Y pasaron varios segundos antes de que Lou reaccionara.
—¿Le falta algo más? —repitió Gainsborough.
—No no, sólo quería asegurarme…
—¿Asegurarse de qué?
—Eh…, es que por un momento dudé si no habría colocado los microfilms dentro de ese cofre…
Lou había vacilado flagrantemente al responderle aquello. Gainsborough tuvo la certidumbre de que le había mentido: no eran los microfilms lo que buscaba en aquel cofre; pero decidió no acosarlo. Era mejor pensar algunas preguntas bien capciosas y tirárselas a boca de jarro en otro momento. Además, Gainsborough quería reflexionar sobre el significado del diván, el espejo, la luz rosada, el maniquí. Se preguntó si en aquel encierro, el maldito siciliano no practicaría algún ritual abominable. Jesus Christ! Y si era así, como responsable de la seguridad de la ITT, Gainsborough no podía menos que reprocharse el haber permitido a un tipo así escalar tan altos niveles.
Hizo un gesto de vaga contrariedad y luego articuló una sonrisa indulgente.
Salieron hacia el despacho.
—Por hoy está bien, míster Capote —dijo, rehusando por segunda vez el asiento que le ofrecía Lou—. Ahora debe usted descansar. Yo también lo necesito. Mañana volveremos a hablar.
Y desde la puerta añadió:
—Sólo me resta decirle que el señor Geneen ha estado muy preocupado por el paradero de esos microfilms.
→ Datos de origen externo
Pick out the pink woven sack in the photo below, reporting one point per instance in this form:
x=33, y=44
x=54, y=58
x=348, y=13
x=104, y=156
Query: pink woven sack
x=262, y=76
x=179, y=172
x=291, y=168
Y para el caso de que usted los hubiera perdido, tomó de antemano la decisión de rechazar la oferta del señor Fynn, y me pidió que le transmitiera a usted la encomienda de hacérselo saber cuanto antes. El señor Fynn debe comprender que con esos microfilms en manos desconocidas, podríamos vernos envueltos en un gran problema.
Y cuando ya comenzaba a bajar los peldaños hacia la calle, añadió como si nada:
—A propósito, míster Capote: el cheque por el millón ciento once mil dólares, debe hacerlo a mi nombre.
Durante el trayecto de regreso, Gainsborough volvió a evocar lo sucedido dentro de la caja fuerte, y se dijo que en relación con el espejo, la luz rosa, el maniquí, etc., quizá él hubiese extremado su celo. A fin de cuentas, por aberrante que resultara la explicación, no parecía representar un gran peligro para la ITT. Pero lo que verdaderamente amenazaba con estropearle el sueño de varios días, era el recuerdo de aquella repentina palidez de Lou ante el vacío del cofre. ¿Qué esperaría encontrar allí? Y ya no tuvo dudas de que eso mismo era lo que habían ido a buscar los secuestradores.